# Should I use ideal or non-ideal filters for offline filtering?

I've got an offline signal that I want to high-pass filter. Should I use a Butterworth filter, or could I use the fact that the whole signal is known and use an ideal (step) filter?

Using a high-degree Butterworth filter is, I think, practically the same thing as using an ideal filter, and a higher degree means a better filter if there's no implementation and processing cost. Could the sharp change in impulse response cause a problem, though?

The signal is a bioelectric signal that is almost periodic, and I've got 100 periods or so.

For most practical applications, filter responses that approach the behavior of the ideal "brick-wall" filter are overkill. I know it's tempting to try to design a really sharp filter when you've got all the time in the world (i.e. for offline applications), but if you really look at the characteristics of your problem, you can most likely get away with something much more reasonable.

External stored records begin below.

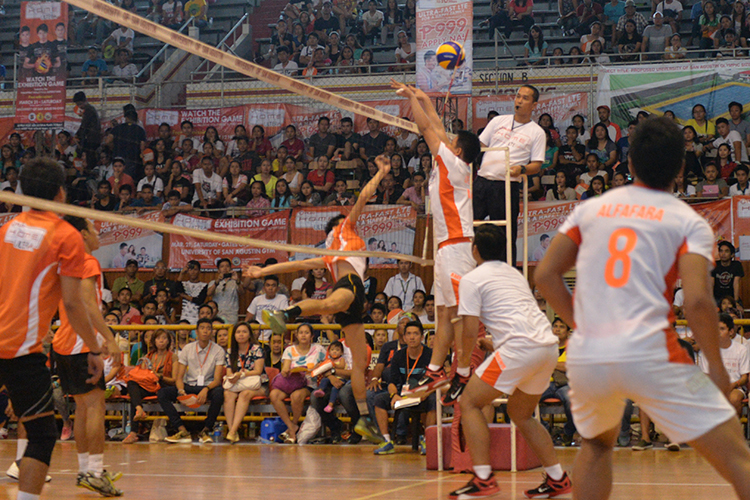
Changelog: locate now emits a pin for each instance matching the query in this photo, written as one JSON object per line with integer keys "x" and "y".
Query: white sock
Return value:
{"x": 21, "y": 448}
{"x": 96, "y": 464}
{"x": 83, "y": 462}
{"x": 483, "y": 471}
{"x": 555, "y": 472}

Another good reason not to use a brick-wall filter: its impulse response is infinite in length, and it has the form of a $sinc$ function. When you apply such a filter to your signal, you may notice long-duration ringing in the signal at the output of the filter. This comes from the fact that the $sinc$ function in the filter's impulse response is infinitely long and doesn't decay very fast; the resulting effect is most likely not desirable. In general, filters with long frequency responses are not very suitable for analysis of short signals, as the filter output is dominated by the transient behavior of the filter.

The aforementioned effects aren't limited strictly to ideal filter responses; if you design a filter with a really sharp cutoff, it's still possible that you will get time-domain artifacts that you don't want. This intuitively makes sense, because you can view the frequency response of the "not-quite-ideal" filter as the response of the ideal filter convolved with a narrow main lobe that smears the response out a bit. Frequency-domain convolution is equivalent to windowing in the time domain; if you look at the impulse response of a very sharp filter that you've designed, it's likely to look much like a $sinc$ function with a window applied to taper the impulse response off at a faster rate than the $sinc$ does on its own.

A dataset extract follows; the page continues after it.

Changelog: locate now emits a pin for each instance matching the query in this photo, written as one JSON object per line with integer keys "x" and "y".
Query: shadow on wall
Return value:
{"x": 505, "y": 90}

I give the same advice as with most filter-design problems: you should really try to tackle the problem as quantitatively as possible. Using intuition on what might seem like a good approach can often steer you down the wrong path. Instead, think about the following:

• Where is my signal of interest in the spectrum?

• What unwanted signals are in the spectrum? Where are they?

• How large are the unwanted signals relative to the signal of interest? In order to accomplish my ultimate goal, how much must it be suppressed?

• How much distortion can I tolerate on my signal of interest (both in amplitude and phase)?

• What computational limitations do I have?

The first four questions will give you filter performance specifications that you can use with any number of design methods to arrive at filters that will achieve your goals. The last question is also important, and can be used to choose between different filter topologies (i.e. FIR versus IIR) to find one that is implementable for your application.

Have you tried to implement a step filter?

Such ideal filters, even in the digital domain, will break. Consider that a 'ideal' step response in the frequency domain required an infinite sized array to adequately represent it in the time domain.

So performing a signal transform to frequency domain, performing a 'perfect' filter, then going back to time domain will give you some erroneous results.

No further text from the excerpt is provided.